While various ominous words like ‘mature’ and ‘serious’ come to mind, there are still strong traces of the witty pop songwriting that defined the first two Arabia albums. “Travelling Shoes” is a recollection of a young man (not unlike the young James Milne) defining himself against the prevailing culture of his provincial upbringing. “The 03″ muses on the same character’s possible shameful return to that same setting having gone out into the world to achieve his dreams, and failed…
The material for The Sparrow was accumulated throughout 2010, while Lawrence and his band The Prime Ministers toured in support of Chant Darling. Images like the “crude moustache, exposed brains” seen on a poster of Zac Efron in the New York subway, the jaded conversation with the Tom Tom on a rainy British motorway, the last breaths of a London house party that dragged on just a little too long, were collected throughout the year as context-free scribbles in a diary, waiting for songs to attach themselves to.

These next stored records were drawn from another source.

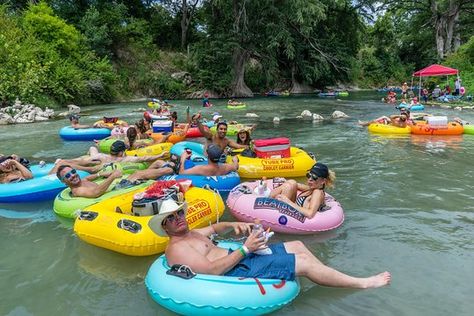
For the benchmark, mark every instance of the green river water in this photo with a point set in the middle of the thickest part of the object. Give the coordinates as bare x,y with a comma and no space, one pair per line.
408,201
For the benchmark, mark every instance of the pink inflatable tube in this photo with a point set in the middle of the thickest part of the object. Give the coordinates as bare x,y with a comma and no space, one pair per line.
246,205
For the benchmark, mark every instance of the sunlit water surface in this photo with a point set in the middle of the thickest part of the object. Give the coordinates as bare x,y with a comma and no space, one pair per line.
408,202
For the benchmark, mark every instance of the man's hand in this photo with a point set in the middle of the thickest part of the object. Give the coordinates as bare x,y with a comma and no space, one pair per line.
255,241
241,228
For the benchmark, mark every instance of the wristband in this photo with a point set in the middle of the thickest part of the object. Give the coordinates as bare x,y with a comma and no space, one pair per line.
244,250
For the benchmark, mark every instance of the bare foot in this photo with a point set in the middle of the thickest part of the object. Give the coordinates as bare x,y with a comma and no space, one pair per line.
378,280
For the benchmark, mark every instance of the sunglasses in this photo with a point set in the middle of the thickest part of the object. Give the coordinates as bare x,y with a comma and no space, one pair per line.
173,217
312,176
69,174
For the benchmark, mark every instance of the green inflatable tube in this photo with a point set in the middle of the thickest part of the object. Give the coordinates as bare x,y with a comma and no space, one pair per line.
66,205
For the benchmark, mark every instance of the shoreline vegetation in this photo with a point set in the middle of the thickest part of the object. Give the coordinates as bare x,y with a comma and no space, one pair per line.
55,53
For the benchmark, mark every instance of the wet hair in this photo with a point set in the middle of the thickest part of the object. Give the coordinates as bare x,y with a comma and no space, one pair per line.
141,126
221,123
247,138
61,168
132,136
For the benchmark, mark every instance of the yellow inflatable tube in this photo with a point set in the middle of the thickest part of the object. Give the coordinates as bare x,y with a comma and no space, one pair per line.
101,225
388,129
297,165
151,150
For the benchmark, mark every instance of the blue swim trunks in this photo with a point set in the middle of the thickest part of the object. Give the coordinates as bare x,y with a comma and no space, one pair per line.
279,265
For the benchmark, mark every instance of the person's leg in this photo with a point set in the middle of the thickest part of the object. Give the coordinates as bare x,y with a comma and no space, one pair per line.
306,264
288,189
149,174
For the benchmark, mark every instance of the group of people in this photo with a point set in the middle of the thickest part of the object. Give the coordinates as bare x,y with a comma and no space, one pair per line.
193,247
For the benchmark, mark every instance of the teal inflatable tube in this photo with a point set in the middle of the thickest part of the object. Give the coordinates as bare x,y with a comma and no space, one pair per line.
217,295
42,187
70,133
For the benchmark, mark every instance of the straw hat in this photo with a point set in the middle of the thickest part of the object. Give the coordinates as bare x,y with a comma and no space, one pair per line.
168,206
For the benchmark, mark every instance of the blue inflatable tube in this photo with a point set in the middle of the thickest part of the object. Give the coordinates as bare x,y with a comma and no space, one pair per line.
70,133
42,187
197,151
418,107
217,295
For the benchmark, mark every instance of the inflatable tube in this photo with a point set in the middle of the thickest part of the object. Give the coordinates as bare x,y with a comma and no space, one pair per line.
468,129
151,150
232,129
377,128
418,107
66,205
217,295
237,106
452,128
102,226
70,133
223,183
327,94
104,144
42,187
246,205
296,165
197,149
111,125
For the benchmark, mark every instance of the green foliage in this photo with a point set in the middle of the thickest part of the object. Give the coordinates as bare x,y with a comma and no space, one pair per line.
463,60
42,59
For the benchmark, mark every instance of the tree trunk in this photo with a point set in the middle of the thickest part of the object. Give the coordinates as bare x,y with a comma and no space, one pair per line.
184,24
239,88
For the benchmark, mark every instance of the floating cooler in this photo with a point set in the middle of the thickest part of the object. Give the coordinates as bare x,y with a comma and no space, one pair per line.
272,147
163,126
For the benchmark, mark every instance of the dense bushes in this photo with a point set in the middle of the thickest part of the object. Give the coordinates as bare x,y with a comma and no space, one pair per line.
45,61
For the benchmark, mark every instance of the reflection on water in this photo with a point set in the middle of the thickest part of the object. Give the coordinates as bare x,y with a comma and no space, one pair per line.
408,204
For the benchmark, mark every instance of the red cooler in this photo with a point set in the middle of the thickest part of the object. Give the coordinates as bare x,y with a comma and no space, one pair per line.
272,147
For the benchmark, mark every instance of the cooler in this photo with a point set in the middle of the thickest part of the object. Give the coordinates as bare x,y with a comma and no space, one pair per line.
162,126
272,147
437,120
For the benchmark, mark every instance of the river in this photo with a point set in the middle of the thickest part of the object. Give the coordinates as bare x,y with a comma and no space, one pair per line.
408,201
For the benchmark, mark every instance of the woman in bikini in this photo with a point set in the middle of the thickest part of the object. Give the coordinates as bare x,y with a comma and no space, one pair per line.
311,197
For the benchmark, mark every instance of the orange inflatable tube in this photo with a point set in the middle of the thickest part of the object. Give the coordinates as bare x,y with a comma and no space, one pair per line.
452,128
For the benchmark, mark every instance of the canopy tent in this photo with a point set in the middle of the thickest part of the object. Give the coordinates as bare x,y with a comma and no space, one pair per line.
434,70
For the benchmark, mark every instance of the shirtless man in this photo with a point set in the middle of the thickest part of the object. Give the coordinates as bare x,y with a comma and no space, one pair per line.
212,168
220,138
289,259
85,187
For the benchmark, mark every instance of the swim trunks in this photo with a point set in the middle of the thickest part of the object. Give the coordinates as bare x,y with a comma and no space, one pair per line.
279,265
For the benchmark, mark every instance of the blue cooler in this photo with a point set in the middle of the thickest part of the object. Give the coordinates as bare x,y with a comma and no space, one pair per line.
163,126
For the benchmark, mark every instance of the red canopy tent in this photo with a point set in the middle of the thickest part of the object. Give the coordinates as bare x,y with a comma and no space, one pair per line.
434,70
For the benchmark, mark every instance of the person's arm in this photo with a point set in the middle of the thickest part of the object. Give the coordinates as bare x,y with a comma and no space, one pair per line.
233,144
183,253
239,228
95,192
204,131
317,199
25,172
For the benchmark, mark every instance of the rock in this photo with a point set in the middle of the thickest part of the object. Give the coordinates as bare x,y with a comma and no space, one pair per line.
251,115
317,117
73,109
183,76
40,118
306,113
31,116
338,115
22,120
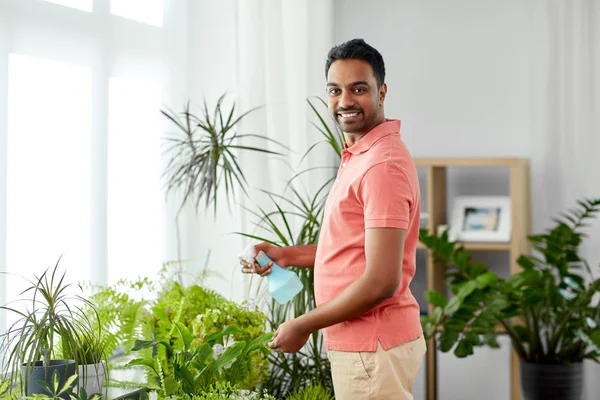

These images found homes during a fairly frenzied period of writing in borrowed lounge rooms and rehearsal spaces at the end of another abject London summer. During the same period, the enigmatic title ‘The Sparrow’ surfaced and became some kind of mysterious guiding image for the aesthetic of the album, the angst of the inexorably approaching thirties, represented in the form of a small, malevolent bird… God knows why.
In late 2011, with Elroy Finn and Connan Mockasin, Lawrence recorded the basic tracks for these new songs, live, at a large house in Surrey that became known as the Japanese Academy. Strings and horn overdubs were added in a couple of sessions at Auckland’s Roundhead Studios. The Sparrow was produced and mixed by Lawrence Arabia.